From the desk of Stephen White....
Germain Semer and Marie Trahan
The Semer-Trahan query seems only to ask for information about Marie Trahan, so I shall confine myself to that. At the outset I must point out that there appears to be a typo in your letter; Germain Semer and Marie Trahan were both fifty-one years of age in the 1772 (and not 1762) census. This is important because fifty-one was indeed Marie Trahan's age at that time. She had been born Aug. 17, 1721, at Rivière-aux-Canards, and was baptized Oct. 12, 1721, at Grand-Pré. Her parents were René Trahan and Isabelle ( or Élisabeth) Darois. Sometime in the early 1730's the family moved from Rivière-aux-Canards to the Petitcodiac River. It is believed that they settled near where the Champlain Mall is in Dieppe today. In fact, I think there is a plaque that mentions them somewhere at the edge of the Canadian Tire store across the street from the mall. In any event, it appears that René Trahan died around the same time, probably shortly after the move because it seems unlikely that his widow would have undertaken to go to a new area with her large number of small children without a husband. In 1734 Isabelle remarried. Her second husband was Sylvain Breau. It is under the name of this second husband that the family is listed at Petitcoudiac in the 1752 census. Immediately following Sylvain in the census are Germain "Boye" (Semer dit Boye), Paul Trahan, Jean Trahan, René Trahan, and Joseph Broussard. The three Trahans were all sons of René Trahan and Isabelle Darois, and Joseph Broussard was the husband of Ursule Trahan, the younger of René and Isabelle's two known daughters. Germain Semer was of course the husband of the elder daughter, Marie, whom he appears to have married about 1744. The listing of these families all together makes it clear that this was the case, that Germain had married the same Marie Trahan whose date of birth in 1721 corresponds to the age of fifty-one years given for his wife in 1772. Marie Trahan, wife of Germain Semer, died at the Hospice du Sanitat in Nantes on Oct. 25, 1776, aged fifty-six. She was buried there the next day, according to the hospice's register. It is this record of her death and burial that says that Marie was originally from (that is, was born at) Rivière-aux-Canards.

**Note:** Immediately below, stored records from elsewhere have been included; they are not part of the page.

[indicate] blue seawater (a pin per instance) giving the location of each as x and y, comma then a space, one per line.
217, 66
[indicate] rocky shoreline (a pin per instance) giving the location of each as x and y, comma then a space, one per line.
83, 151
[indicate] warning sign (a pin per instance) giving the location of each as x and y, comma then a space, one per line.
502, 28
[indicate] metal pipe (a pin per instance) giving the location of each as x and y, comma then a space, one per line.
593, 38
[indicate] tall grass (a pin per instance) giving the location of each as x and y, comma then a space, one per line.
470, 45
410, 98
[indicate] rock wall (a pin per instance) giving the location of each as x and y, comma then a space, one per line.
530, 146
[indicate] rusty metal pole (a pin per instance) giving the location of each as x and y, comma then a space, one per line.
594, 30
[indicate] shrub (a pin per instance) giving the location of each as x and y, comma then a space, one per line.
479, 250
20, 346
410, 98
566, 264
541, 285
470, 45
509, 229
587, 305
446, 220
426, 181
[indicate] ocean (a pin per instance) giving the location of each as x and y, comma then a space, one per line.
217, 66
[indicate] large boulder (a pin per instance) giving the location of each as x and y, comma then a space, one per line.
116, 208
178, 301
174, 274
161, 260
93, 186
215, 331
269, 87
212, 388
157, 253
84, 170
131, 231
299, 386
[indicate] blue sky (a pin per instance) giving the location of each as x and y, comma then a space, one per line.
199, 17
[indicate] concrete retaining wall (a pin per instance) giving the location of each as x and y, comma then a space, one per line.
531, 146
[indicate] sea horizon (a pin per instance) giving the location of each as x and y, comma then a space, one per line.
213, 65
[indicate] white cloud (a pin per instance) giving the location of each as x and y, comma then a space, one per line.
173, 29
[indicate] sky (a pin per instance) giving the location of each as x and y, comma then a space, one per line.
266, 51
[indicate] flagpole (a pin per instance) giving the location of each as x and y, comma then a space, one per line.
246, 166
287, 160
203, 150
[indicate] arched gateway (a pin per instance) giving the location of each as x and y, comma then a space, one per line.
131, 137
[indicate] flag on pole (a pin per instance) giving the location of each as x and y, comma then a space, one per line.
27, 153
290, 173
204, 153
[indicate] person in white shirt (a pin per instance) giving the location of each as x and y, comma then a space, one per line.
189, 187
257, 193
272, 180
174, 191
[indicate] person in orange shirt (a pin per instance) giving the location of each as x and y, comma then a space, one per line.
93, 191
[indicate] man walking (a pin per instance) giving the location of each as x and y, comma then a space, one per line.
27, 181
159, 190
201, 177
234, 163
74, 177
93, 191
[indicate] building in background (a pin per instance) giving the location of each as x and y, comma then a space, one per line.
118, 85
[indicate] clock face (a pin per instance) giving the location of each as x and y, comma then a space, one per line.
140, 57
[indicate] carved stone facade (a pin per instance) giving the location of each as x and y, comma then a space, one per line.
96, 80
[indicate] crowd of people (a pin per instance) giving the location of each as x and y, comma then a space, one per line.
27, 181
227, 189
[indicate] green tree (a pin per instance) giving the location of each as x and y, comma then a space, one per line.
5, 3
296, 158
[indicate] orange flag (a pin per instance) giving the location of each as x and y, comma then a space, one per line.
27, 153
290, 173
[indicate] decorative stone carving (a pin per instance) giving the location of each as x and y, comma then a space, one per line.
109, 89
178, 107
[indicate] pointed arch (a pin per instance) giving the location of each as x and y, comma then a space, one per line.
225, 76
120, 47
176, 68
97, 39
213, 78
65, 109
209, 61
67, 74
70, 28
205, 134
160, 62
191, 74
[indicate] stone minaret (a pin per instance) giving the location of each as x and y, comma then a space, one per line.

Germain Semer was a son of Jean Semer and Marguerite Vincent, who were married at Grand-Pré on Nov. 22, 1717. (For further information on their forebears, see DGFA, p.1578.) The proof comes from Marie Trahan's burial record, which mentions as witnesses Joseph Semer, the deceased's brother-in-law, and Olivier Dubois, her cousin. Actually, the description of Joseph serves more to identify him than it does Germain, but the description of Olivier gives the game away. We have Olivier's baptismal record, dated May 26, 1734, in the Beaubassin register, and it of course names his parents, Jean Dubois and Anne Vincent. The Déclarations de Belle-Île-en-Mer meanwhile show that Jean Dubois's wife Anne Vincent and Jean Semer's wife Marguerite Vincent were sisters. So Olivier Dubois was actually Germain Semer's cousin, and only Marie Trahan's cousin by marriage. But the reference confirms the presumption (that we might have been entitled to adopt anyway from the simple fact that at the time Jean Semer and Marguerite Vincent were the parents of the only Semer family in Acadia) that Germain was Jean and Marguerite's son.